I've now added some basic chacha x86_64 assembly. This gives a modest
speedup over the code generated by gcc-4.7.2, about 8% in this machine.
Apparently, gcc is pretty good at vectorizing this (and there seems to
virtually no difference for salsa20).
I have one question, regarding the different rotation counts in chacha,
including 16 and 8. I think I've read that this is supposed to be
advantageous on x86_64, but after reviewing the various pshuf*
instructions, it's not clear how. I now do these as left shith + right
shift + or. Maybe the rotate by 16 bits can be done with pshufhw +
pshuflw. Or am I missing some other way to do a rotate on an %xmm
register?
Anyway, there are other ways to optimize chacha (and salsa20), by doing
two blocks at a time (and I think we have enough registers for doing
three chacha blocks at a time, if needed).

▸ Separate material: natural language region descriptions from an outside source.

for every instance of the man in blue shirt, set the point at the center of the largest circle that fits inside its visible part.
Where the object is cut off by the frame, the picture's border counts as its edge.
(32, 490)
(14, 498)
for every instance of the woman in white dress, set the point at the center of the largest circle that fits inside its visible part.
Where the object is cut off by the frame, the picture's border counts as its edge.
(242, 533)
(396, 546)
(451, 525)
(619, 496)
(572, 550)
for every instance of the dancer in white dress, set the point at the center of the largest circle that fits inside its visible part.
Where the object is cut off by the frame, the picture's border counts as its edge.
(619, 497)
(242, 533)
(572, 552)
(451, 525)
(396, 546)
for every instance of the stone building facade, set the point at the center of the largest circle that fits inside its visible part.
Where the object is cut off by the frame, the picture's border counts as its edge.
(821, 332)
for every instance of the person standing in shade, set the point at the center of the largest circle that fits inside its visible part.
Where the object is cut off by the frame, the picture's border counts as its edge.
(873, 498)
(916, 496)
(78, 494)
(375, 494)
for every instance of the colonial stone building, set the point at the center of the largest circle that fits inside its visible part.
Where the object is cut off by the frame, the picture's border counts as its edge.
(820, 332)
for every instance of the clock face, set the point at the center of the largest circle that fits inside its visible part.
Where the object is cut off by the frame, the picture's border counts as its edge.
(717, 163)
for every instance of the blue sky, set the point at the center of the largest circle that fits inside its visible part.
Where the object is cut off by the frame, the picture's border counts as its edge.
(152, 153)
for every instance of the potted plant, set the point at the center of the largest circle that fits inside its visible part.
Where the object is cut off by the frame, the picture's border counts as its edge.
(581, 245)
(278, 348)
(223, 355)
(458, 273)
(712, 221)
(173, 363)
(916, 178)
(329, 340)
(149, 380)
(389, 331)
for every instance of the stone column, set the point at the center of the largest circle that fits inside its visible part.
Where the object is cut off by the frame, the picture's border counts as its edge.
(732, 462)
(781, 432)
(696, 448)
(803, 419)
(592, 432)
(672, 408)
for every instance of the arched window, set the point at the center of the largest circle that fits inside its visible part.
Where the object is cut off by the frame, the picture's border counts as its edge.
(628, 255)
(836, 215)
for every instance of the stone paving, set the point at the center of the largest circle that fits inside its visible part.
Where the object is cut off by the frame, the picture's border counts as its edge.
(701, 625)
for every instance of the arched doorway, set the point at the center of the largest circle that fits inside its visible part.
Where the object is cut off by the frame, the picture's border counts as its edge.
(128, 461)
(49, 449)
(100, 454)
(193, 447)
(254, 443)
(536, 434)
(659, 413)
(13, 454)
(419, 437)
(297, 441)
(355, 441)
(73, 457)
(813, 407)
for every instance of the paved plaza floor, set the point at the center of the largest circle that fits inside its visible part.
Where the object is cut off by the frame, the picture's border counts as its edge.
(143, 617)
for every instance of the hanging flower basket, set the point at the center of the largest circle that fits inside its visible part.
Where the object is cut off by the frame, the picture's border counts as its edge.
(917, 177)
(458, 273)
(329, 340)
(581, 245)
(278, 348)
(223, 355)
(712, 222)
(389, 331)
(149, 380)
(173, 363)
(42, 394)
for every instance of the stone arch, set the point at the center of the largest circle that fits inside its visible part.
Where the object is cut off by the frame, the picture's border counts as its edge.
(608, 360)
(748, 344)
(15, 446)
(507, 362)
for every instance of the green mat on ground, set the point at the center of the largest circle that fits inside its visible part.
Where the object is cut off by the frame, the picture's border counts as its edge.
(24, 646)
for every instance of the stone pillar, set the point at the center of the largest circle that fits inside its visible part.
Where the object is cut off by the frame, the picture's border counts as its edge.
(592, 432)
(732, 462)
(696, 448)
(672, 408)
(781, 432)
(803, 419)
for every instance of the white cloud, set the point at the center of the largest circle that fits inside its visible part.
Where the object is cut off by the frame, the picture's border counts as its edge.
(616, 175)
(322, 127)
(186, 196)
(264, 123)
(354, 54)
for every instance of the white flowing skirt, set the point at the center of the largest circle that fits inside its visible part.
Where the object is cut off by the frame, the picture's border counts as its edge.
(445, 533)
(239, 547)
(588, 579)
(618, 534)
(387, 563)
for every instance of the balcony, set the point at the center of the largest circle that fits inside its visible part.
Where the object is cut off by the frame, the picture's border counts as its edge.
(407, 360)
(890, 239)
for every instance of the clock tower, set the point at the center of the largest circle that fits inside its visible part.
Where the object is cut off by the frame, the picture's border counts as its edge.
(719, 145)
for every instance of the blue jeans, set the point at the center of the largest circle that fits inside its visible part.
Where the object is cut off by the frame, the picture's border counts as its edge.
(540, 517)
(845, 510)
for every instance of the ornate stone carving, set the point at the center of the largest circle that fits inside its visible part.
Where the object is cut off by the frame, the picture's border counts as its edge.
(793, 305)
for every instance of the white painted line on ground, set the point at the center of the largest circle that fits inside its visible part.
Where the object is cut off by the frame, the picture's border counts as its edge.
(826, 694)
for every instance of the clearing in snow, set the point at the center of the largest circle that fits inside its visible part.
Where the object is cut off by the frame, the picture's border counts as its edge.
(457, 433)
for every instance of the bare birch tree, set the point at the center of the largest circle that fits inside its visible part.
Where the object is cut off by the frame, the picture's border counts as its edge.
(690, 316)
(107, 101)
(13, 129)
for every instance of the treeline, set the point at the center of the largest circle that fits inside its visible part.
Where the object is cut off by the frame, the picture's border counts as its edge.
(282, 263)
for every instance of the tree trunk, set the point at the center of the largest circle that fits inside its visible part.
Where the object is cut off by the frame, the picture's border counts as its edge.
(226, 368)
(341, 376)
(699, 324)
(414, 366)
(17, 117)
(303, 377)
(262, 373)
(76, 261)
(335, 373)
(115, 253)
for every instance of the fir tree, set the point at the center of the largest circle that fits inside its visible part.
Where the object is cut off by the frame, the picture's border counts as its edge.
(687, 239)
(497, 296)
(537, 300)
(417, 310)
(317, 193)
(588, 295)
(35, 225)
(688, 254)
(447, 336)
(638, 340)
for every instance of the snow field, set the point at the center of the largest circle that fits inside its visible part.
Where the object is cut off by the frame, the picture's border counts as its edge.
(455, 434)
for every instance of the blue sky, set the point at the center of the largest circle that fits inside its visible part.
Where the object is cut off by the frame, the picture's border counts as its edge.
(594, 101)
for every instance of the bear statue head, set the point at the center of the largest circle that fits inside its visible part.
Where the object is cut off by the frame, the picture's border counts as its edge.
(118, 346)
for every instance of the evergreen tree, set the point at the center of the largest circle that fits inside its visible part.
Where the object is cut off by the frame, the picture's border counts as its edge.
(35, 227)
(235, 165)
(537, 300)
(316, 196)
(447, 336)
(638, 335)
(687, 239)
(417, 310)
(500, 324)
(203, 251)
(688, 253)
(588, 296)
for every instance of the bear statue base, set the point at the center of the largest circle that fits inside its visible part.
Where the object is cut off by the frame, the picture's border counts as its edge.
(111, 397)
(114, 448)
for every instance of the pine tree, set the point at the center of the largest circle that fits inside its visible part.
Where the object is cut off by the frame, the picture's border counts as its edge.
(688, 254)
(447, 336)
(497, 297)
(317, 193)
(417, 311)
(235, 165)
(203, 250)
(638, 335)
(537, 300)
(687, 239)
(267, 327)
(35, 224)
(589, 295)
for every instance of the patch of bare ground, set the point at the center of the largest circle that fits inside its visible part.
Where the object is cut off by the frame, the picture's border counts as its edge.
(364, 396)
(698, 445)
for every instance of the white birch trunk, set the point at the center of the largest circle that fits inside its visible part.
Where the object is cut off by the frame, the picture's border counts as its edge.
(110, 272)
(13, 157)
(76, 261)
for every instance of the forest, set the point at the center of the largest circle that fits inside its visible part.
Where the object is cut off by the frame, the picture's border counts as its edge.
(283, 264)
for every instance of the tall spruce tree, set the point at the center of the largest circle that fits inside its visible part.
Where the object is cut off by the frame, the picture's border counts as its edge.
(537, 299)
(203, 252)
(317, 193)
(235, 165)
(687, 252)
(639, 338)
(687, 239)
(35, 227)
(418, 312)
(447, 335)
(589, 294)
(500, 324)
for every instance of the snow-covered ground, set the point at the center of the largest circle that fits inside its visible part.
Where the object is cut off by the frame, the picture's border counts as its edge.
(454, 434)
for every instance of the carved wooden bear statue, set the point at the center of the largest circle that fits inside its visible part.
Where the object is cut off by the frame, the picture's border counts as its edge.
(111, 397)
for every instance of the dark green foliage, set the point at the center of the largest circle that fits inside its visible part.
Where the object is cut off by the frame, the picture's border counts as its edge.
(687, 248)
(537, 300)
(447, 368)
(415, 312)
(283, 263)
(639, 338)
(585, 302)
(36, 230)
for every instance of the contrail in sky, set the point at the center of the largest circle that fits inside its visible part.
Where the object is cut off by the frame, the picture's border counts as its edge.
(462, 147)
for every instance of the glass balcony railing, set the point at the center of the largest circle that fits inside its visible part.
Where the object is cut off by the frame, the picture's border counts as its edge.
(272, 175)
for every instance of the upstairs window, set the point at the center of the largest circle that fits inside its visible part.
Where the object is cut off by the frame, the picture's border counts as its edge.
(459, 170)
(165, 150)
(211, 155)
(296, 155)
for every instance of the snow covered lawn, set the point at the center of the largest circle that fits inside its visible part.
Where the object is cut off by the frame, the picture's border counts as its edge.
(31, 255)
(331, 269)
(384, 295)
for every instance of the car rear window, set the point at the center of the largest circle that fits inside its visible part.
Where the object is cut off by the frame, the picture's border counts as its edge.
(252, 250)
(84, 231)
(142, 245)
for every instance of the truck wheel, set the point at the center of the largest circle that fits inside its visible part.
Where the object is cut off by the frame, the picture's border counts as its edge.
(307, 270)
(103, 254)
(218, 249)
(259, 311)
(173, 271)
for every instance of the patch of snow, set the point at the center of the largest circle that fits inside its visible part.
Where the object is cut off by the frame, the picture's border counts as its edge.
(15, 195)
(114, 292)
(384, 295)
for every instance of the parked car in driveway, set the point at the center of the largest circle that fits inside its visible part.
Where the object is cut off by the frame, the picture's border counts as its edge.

For simplicity, I'm considering to write an assembly _chacha_crypt
function which supports only an integral number of blocks, and then let
chacha_crypt handle a final partial block using _chacha_core + memxor
instead. (Half of the current x86_64/salsa20-crypt.asm is the logic to
store the final partial block, for questionable benefit). So if this
works out well for chacha, the same could be done for salsa20.
Ah, and chacha seems to be about 15% faster than salsa20
Regards,
/Niels
--
Niels Möller. PGP-encrypted email is preferred. Keyid C0B98E26.
Internet email is subject to wholesale government surveillance.